A TRANSCRIPTION FACTOR INTERACTING WITH THE CLASS-I GENE ENHANCER IS INACTIVE IN TUMORIGENIC CELL-LINES WHICH SUPPRESS MAJOR HISTOCOMPATIBILITY COMPLEX CLASS-I GENES

AKR leukemias display different amounts of major histocompatibility complex class I antigens on the cell surface. The absence of H-2K(k) molecules correlated with the ability of these cell lines to form tumors in vivo as well as to escape lysis by cytotoxic T lymphocytes in vitro. In this report it is shown that the 5' regulatory area of the H-2K(k) gene failed to activate transcription in H-2K(k)-negative cells.
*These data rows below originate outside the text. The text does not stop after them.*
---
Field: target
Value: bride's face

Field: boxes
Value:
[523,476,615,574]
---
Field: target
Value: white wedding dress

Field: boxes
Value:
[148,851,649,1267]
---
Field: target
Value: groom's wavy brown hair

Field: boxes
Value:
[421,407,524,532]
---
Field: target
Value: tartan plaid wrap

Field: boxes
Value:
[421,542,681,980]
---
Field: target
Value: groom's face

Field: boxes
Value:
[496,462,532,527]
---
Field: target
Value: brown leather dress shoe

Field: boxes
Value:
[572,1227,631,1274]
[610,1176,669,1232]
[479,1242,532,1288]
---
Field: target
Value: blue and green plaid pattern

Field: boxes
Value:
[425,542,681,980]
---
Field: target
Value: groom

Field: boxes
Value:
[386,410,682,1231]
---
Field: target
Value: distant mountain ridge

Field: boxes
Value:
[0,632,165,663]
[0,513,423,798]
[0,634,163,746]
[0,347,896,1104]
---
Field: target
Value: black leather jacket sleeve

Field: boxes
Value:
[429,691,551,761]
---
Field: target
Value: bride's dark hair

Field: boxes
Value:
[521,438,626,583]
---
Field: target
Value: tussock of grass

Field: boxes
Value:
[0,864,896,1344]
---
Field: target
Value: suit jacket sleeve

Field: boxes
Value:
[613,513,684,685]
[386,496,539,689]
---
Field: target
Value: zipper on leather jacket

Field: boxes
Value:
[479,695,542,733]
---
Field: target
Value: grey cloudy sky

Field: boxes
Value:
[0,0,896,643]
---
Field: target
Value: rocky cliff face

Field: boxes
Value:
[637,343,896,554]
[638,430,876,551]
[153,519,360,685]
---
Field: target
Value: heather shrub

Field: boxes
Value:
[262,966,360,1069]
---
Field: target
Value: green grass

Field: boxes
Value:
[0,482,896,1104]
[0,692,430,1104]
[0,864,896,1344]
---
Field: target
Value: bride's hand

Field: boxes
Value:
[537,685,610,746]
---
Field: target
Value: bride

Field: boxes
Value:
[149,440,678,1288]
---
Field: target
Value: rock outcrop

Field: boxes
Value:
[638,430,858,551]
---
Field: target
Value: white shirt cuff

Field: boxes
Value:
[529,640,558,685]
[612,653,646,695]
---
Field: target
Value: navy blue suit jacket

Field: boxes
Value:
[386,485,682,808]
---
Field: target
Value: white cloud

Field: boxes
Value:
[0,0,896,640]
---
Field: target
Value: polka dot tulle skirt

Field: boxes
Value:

Examination of the proteins interacting with the H-2K(k) enhancer in expressing and nonexpressing cells revealed clear differences. In particular, the level of a nuclear protein interacting at position -166 was greatly reduced in the negative cell lines. A transcription factor, known as H2TF1 or KBF1, has been shown previously to interact with this binding site and to be essential for the expression of certain class I genes as well as the expression of β2-microglobulin. These results demonstrate that the molecular mechanism of class I gene suppression in malignant tumor cells is at the level of transcription and is most probably modulated by H2TF1/KBF1. In addition, it is shown that the same transcription factor is only present in mouse tissues expressing class I antigens.